Real spectral analysis computed from the research audio at 10 Hz resolution. Each visualization is drawn from the same feature data used to train the emotion models. Select a piece, then scroll down to learn how to read each panel.
The mirrored waveform traces RMS energy, the root-mean-square amplitude of the audio signal in each 0.1-second window. Taller peaks mean louder moments. In classical music, envelopes reveal phrase structure, dynamic contrasts, and orchestral texture changes.
Formula: RMS = sqrt(mean(x²)) where x is the audio sample array in a window.
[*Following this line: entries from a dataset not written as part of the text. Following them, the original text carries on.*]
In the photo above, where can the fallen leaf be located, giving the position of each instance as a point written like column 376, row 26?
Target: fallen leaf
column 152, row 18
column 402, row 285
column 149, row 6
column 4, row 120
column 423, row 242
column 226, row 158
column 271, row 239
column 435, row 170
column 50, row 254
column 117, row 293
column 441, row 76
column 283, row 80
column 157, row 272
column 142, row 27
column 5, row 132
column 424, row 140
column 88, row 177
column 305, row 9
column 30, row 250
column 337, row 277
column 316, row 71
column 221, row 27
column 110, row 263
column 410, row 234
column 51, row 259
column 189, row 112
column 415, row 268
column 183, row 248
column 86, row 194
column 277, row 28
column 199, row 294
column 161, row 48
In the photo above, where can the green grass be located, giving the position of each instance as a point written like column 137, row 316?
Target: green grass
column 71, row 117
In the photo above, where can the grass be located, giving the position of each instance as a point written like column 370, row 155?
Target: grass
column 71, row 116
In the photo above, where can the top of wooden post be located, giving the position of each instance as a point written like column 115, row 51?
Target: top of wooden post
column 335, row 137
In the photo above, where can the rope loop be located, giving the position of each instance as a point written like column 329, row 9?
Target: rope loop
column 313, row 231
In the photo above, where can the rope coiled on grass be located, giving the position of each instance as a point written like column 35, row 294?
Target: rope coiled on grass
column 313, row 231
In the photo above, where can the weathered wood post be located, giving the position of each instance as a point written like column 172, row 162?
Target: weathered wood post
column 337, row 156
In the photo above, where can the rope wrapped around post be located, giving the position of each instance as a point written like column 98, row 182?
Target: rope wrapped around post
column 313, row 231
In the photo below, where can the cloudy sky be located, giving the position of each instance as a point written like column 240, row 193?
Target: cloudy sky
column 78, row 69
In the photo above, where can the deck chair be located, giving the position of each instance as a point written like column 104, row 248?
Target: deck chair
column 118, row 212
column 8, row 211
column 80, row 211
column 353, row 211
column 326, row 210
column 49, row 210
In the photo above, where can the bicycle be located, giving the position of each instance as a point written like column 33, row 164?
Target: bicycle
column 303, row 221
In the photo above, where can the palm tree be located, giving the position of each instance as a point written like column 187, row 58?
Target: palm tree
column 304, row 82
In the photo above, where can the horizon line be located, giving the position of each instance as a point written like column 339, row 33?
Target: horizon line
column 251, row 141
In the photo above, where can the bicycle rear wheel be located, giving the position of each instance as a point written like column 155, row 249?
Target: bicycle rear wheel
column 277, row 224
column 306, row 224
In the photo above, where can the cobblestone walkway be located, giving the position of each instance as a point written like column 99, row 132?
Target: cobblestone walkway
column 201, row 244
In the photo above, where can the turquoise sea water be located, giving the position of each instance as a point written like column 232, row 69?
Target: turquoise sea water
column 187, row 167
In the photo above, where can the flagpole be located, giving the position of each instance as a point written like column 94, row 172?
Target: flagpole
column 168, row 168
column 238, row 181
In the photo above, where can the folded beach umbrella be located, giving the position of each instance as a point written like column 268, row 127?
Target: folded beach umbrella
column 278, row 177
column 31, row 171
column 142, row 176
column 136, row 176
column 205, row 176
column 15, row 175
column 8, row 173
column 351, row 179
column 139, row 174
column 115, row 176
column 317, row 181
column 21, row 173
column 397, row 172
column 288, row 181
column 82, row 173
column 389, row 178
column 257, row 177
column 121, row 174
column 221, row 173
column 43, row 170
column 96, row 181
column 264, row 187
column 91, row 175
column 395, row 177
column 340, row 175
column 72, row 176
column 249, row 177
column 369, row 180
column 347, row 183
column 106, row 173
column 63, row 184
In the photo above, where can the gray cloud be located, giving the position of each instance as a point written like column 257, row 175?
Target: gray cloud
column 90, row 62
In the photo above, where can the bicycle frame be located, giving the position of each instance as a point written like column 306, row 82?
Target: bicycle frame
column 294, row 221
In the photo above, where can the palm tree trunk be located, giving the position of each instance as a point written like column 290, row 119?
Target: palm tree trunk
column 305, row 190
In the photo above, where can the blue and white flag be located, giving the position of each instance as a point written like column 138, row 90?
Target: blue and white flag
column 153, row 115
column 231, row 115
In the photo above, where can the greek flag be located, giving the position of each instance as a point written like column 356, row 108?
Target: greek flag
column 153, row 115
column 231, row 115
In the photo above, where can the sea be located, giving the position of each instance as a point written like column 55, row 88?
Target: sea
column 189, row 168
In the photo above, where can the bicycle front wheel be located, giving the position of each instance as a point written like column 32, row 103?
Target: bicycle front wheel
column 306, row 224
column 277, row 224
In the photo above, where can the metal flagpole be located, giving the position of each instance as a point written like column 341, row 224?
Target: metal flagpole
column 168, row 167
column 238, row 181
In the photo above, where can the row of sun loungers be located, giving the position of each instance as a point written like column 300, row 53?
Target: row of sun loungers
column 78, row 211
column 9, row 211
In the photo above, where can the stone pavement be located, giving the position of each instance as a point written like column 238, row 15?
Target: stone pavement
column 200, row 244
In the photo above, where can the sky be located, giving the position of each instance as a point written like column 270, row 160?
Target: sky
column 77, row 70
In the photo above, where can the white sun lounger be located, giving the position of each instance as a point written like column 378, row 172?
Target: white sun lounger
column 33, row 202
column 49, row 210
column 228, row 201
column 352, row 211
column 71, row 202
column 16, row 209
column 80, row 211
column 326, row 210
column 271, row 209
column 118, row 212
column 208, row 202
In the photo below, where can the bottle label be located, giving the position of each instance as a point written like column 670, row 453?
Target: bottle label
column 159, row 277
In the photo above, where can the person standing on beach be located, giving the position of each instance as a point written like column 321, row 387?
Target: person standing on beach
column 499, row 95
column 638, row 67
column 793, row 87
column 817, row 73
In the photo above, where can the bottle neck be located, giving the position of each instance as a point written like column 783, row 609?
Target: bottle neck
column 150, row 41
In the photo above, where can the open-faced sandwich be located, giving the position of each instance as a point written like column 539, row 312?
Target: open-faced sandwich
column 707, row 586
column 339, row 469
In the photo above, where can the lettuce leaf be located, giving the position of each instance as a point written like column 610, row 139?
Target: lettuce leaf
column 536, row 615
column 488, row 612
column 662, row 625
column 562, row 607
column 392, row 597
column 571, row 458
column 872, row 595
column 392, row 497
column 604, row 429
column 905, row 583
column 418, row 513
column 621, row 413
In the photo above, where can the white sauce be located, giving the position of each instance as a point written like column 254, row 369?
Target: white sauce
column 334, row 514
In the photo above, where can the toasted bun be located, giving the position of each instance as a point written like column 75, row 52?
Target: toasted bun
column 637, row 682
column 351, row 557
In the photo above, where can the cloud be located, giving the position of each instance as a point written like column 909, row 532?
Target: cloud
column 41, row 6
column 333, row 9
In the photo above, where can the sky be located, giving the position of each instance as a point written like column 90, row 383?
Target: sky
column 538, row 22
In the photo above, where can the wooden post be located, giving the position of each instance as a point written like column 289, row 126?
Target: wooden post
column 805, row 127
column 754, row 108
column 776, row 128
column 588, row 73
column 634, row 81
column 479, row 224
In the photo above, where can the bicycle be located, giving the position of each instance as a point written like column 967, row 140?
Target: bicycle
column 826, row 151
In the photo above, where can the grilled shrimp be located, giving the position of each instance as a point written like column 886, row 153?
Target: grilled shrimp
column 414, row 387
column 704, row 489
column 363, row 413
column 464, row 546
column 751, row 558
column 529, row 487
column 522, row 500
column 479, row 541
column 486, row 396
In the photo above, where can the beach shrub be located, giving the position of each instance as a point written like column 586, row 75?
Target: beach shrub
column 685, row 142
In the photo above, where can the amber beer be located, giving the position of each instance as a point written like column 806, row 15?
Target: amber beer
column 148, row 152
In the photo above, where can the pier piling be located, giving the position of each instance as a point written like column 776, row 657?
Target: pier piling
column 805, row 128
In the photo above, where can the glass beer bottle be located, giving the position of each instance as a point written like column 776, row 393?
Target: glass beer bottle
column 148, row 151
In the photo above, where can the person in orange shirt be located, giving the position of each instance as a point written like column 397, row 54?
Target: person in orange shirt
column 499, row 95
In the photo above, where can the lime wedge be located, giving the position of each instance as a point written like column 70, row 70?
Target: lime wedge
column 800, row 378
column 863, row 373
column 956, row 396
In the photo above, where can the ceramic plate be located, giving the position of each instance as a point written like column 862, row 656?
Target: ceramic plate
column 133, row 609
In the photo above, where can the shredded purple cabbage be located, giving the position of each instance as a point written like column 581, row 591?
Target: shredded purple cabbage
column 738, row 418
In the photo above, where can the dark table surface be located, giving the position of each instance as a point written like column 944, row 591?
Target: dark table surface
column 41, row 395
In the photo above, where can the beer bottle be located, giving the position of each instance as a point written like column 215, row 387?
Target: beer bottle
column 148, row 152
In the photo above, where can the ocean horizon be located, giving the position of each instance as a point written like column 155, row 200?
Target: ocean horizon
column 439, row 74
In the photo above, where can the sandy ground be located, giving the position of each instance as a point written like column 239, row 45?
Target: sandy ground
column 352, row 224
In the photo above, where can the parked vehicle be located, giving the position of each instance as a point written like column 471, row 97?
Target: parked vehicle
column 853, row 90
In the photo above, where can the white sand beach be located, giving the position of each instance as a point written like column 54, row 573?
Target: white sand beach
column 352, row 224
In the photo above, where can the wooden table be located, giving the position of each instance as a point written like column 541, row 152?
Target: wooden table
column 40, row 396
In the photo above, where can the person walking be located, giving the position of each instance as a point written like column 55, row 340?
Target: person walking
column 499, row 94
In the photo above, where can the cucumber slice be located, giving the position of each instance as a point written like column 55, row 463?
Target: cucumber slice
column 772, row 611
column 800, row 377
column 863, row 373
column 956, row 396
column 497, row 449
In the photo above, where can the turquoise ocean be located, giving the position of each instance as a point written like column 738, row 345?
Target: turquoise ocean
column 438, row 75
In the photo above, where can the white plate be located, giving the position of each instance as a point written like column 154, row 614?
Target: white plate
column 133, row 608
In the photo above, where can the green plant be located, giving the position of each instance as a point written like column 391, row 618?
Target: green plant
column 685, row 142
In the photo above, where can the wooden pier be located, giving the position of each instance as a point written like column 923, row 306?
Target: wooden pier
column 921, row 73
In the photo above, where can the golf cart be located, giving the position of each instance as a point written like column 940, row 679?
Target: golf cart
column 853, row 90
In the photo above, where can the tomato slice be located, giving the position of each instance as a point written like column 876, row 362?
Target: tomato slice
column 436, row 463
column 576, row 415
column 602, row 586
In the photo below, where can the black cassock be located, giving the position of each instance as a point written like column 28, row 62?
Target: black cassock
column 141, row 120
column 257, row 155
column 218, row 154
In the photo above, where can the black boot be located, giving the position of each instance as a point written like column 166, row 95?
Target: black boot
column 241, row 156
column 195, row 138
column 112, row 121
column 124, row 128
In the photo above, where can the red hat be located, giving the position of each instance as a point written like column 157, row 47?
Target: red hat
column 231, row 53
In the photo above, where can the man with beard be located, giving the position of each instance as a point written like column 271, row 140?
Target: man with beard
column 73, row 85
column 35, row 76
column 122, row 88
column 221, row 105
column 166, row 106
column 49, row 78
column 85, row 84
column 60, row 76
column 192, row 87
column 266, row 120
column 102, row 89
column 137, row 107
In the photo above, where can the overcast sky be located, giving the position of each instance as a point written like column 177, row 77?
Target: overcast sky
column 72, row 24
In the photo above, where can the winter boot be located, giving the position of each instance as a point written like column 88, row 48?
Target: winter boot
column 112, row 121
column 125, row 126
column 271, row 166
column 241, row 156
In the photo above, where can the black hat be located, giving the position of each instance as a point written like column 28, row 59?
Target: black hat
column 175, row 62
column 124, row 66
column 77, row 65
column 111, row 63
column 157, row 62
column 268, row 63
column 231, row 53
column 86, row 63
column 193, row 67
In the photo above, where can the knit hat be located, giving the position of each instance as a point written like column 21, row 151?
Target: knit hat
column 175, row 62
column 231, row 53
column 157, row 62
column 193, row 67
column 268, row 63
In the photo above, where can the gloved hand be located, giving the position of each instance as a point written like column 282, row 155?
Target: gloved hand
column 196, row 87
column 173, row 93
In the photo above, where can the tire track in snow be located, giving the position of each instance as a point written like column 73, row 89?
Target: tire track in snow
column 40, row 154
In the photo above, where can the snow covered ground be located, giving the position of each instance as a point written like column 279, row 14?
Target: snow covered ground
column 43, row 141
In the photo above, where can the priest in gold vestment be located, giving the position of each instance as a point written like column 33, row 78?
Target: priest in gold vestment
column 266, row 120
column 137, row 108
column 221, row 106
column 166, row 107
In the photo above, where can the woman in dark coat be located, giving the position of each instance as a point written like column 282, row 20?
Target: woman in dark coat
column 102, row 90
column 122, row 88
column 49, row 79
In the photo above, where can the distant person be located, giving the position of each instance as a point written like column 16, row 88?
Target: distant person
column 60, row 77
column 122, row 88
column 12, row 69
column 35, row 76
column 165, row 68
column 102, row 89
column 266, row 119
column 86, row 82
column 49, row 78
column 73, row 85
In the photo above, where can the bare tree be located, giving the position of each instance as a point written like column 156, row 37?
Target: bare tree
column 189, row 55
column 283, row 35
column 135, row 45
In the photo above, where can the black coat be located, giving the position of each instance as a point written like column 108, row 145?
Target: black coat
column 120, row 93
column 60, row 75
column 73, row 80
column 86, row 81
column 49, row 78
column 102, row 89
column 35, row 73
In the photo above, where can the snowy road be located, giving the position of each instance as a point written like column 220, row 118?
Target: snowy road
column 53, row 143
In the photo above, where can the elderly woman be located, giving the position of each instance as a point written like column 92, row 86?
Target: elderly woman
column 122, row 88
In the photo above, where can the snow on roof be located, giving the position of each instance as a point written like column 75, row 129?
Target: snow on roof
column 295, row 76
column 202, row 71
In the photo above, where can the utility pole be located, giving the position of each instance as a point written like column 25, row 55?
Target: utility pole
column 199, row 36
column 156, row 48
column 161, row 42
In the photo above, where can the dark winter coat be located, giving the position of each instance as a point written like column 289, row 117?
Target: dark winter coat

Time runs left to right; frequency runs bottom (low) to top (high). Color encodes energy concentration using the viridis colormap: dark purple = quiet, teal = moderate, yellow = intense. Each column is reconstructed from the spectral centroid and bandwidth, the statistical summary of where energy is concentrated in frequency space.
A bright yellow band near the top means bright, treble-heavy timbre. A dense band near the bottom means rich bass or low-string texture.
Each piece includes a written analysis of its key spectral features, drawn from the full 10 Hz time-series data. The analysis discusses spectral centroid, RMS energy, zero-crossing rate, dissonance, and spectral flatness in relation to the emotional responses participants reported.
The Random Forest model trained on this data found spectral features most predictive of human emotional response. High spectral centroid and rolloff correlate with positive valence and high arousal (bright, energetic). High ZCR and flatness correlate with tension and anxiety. Low centroid with smooth rolloff predicts calm or sad affect.
All top-5 features by importance were spectral, not harmonic, confirming Grisey's spectralist hypothesis computationally.